Investment Rationale :
VRL Logistics is engaged in goods transportation and passenger transportation. The revenue mix comprises of Goods transport (80.25%), Bus operations (18.82%), Sale of power (0.49%) and Transport of passengers by Air (0.45%) as of Q3FY19. In the recent quarter, revenue from goods transportation segment and passenger transport segment increased by 13.7% YoY and 9.9% YoY respectively with rise in EBITDA level by 18.04% YoY and 9.36% YoY respectively. During October to December, the diesel prices were down by around 17% which has resulted into improvement in operating profit. However, volatile oil prices may affect VRL’s performance in near term. On the capex front, under its goods transportation business, it has reduced the plan to purchase of vehicles to 680-700 from 1200 as it can cater the demand with this capacity.

Music Broadcast

Investment Rationale :
Despite making investments in new stations, the company has been delivering double digit growth in terms of revenue, EBITDA and PBT since FY16. Its PBT is growing 3x faster than the revenue. Thus, it is clear that the company has showcased sustainable operating performance despite facing macroeconomic headwinds. Q3FY19 was the highest-ever performing quarter for the company. The recovery in growth was driven by 11 per cent rate hike in the legacy markets, festive advertising and contribution from the government as well as from the sectors of e-commerce and auto. MBL also witnessed an increase in inventory utilization of around 53 per cent in the Phase III markets. MBL implemented price hikes as the utilization hit 60 per cent. In Q3FY19, the government ads increased by 33 per cent. We can certainly expect an upsurge in the political and government spends as well as increasing utilisation of the new stations. Moving forward, there is a potential scope for margin improvement to as high as 45 per cent in matured stations.

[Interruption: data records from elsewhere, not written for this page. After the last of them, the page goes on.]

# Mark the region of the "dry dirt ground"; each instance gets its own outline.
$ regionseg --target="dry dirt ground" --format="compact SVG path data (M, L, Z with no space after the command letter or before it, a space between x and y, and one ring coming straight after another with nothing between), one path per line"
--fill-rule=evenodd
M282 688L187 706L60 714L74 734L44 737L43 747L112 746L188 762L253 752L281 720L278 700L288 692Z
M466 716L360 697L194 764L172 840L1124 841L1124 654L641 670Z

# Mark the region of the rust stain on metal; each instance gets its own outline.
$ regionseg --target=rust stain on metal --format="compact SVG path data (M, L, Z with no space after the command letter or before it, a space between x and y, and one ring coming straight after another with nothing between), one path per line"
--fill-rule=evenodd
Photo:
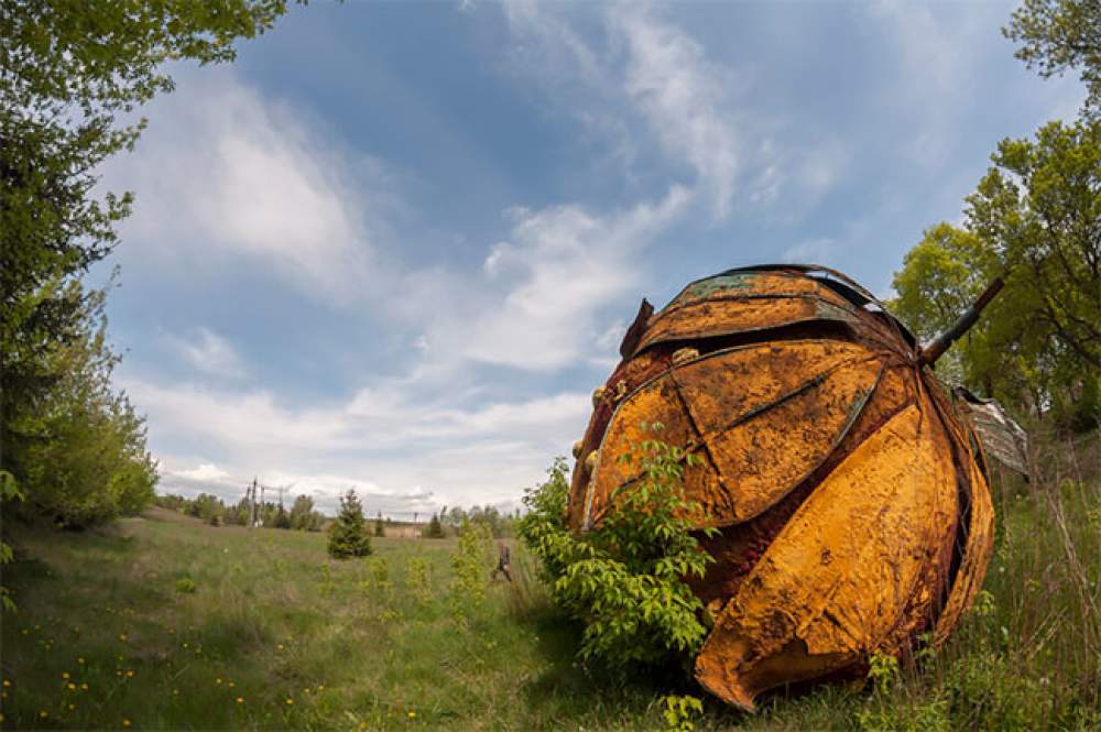
M637 478L617 458L643 423L701 458L684 482L696 524L719 529L689 580L713 623L707 689L752 710L924 633L944 643L990 559L985 462L928 353L871 294L822 267L732 270L643 308L622 352L593 395L569 521L599 524Z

The company is focused on geographical expansion over multi-frequency expansion. It boasts a healthy balance sheet with Rs. 2 billion in net cash, in addition to robust return ratios and steady cash flows. Recently, the company partnered with Noida Metro Rail Corporation to provide passengers with a distinctive in-transit entertainment experience. Through this initiative, the company is exploring new avenues of entertainment in emerging fields such as the next generation mobility of hyperlocal experiences. Previously, the company had successfully partnered with Lucknow Metro Rail Corporation to offer specialised content across eight Lucknow Metro stations. The management commentary states that it expects MBL’s revenues to grow at 11 per cent CAGR over FY18-23 on the back of 50:50 blend of price increase and utilisation. Also, its FCF generation is forecasted to triple from Rs. 0.4-0.5 billion p.a. in FY18 to Rs. 1.2-1.3 billion in FY23E. EBITDA margins are likely to improve on the back of enhanced utilisation and improved pricing.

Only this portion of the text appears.